Stay organized with collections Save and categorize content based on your preferences.

Search with an index

The SEARCH function provides tokenized search on data. This page provides examples of searching in BigQuery. For more details about the syntax of the SEARCH function, see the reference section on Search functions.

SEARCH is designed to be used with an index to optimize lookups. The SEARCH function always returns correct results from all ingested data, even if some of the data isn't indexed yet. However, its performance is greatly improved with an index. Savings in bytes processed and slot milliseconds are maximized when the number of search results make up a relatively small fraction of the total rows because less data is scanned. To determine whether an index was used for a query, see search index usage.

Create a table with a search index

The following table called Logs will be used in examples to show different ways of using the SEARCH function. This example table is quite small, but in practice the performance gains you get with SEARCH improve with the size of the dataset.
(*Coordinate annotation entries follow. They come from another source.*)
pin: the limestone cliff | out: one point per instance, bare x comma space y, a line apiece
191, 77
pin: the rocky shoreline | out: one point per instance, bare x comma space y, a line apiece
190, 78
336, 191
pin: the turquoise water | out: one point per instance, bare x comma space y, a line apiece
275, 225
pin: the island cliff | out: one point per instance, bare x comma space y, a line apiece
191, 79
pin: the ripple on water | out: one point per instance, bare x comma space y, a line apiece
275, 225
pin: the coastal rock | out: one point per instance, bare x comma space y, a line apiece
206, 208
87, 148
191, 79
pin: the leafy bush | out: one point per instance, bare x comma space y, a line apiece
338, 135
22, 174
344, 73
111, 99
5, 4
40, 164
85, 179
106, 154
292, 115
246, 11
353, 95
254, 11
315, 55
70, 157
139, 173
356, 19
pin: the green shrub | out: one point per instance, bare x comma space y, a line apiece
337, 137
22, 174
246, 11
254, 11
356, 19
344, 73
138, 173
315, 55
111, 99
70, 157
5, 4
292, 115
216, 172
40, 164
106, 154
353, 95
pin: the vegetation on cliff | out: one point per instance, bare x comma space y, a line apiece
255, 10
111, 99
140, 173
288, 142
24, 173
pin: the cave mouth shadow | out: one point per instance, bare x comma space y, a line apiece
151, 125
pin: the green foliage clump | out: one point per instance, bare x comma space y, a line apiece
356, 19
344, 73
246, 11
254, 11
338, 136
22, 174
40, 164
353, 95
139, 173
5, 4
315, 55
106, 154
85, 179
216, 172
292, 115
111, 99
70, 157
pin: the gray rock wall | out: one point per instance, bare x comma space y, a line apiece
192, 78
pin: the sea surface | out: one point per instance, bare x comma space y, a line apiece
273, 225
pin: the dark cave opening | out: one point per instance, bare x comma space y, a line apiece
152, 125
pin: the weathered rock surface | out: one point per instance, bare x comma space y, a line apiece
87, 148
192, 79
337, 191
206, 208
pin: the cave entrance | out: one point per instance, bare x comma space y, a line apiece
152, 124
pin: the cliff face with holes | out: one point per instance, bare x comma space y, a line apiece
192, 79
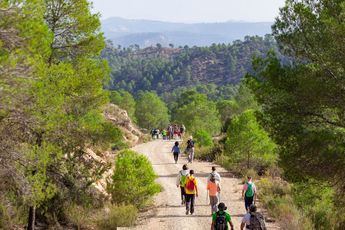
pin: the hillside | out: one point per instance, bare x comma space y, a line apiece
126, 32
165, 69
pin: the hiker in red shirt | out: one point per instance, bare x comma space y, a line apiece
191, 189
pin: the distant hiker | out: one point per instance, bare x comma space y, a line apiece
253, 220
176, 151
164, 134
213, 188
249, 193
171, 132
190, 149
214, 174
155, 133
191, 189
221, 219
182, 130
181, 182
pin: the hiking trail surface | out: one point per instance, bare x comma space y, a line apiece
168, 213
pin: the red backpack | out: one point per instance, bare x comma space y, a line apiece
190, 185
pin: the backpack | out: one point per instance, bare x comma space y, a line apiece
183, 179
257, 222
220, 223
190, 144
190, 185
250, 190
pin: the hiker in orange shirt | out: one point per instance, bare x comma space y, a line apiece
191, 189
213, 189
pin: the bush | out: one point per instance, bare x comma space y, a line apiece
203, 138
249, 145
117, 216
276, 197
316, 199
77, 215
133, 182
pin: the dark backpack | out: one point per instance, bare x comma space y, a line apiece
220, 223
257, 222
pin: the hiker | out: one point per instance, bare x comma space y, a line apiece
182, 130
191, 189
253, 220
215, 174
181, 182
164, 134
190, 149
176, 151
249, 193
213, 188
171, 132
221, 219
155, 133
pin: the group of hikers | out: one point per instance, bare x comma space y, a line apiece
221, 219
189, 150
172, 132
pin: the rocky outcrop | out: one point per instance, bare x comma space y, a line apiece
131, 134
120, 118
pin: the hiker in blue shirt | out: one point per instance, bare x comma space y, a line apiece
176, 151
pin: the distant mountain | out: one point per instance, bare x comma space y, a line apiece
126, 32
167, 69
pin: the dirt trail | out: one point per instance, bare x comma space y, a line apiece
168, 212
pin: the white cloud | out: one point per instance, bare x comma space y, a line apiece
190, 10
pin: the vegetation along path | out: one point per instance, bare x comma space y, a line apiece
168, 212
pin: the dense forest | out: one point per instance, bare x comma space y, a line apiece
270, 107
283, 123
165, 69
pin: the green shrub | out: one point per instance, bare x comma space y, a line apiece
249, 145
116, 216
133, 181
77, 215
316, 199
203, 138
275, 195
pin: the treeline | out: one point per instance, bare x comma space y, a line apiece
51, 101
302, 106
284, 123
166, 69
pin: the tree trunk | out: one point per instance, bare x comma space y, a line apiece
31, 219
248, 160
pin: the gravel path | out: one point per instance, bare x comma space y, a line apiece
168, 212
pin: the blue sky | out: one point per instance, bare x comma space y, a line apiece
191, 10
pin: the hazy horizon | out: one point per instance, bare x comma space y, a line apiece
191, 11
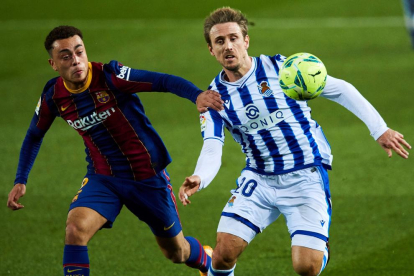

CREATE TABLE my_dataset.Logs (Level STRING, Source STRING, Message STRING)
AS (
  SELECT 'INFO' as Level, '65.177.8.234' as Source, 'Entry Foo-Bar created' as Message
  UNION ALL
  SELECT 'WARNING', '132.249.240.10', 'Entry Foo-Bar already exists, created by 65.177.8.234'
  UNION ALL
  SELECT 'INFO', '94.60.64.181', 'Entry Foo-Bar deleted'
  UNION ALL
  SELECT 'SEVERE', '4.113.82.10', 'Entry Foo-Bar does not exist, deleted by 94.60.64.181'
  UNION ALL
  SELECT 'INFO', '181.94.60.64', 'Entry Foo-Baz created'
);

The table looks like the following:

+---------+----------------+-------------------------------------------------------+
| Level   | Source         | Message                                               |
+---------+----------------+-------------------------------------------------------+
| INFO    | 65.177.8.234   | Entry Foo-Bar created                                 |
| WARNING | 132.249.240.10 | Entry Foo-Bar already exists, created by 65.177.8.234 |
| INFO    | 94.60.64.181   | Entry Foo-Bar deleted                                 |
| SEVERE  | 4.113.82.10    | Entry Foo-Bar does not exist, deleted by 94.60.64.181 |
| INFO    | 181.94.60.64   | Entry Foo-Baz created                                 |
+---------+----------------+-------------------------------------------------------+

Create a search index on the Logs table using the default text analyzer:

CREATE SEARCH INDEX my_index ON my_dataset.Logs(ALL COLUMNS);

Search an entire table

The following query searches across all columns of the Logs table for the value bar and returns the rows that contain this value, regardless of capitalization. Since the search index uses the default text analyzer, you don't need to specify it in the SEARCH function.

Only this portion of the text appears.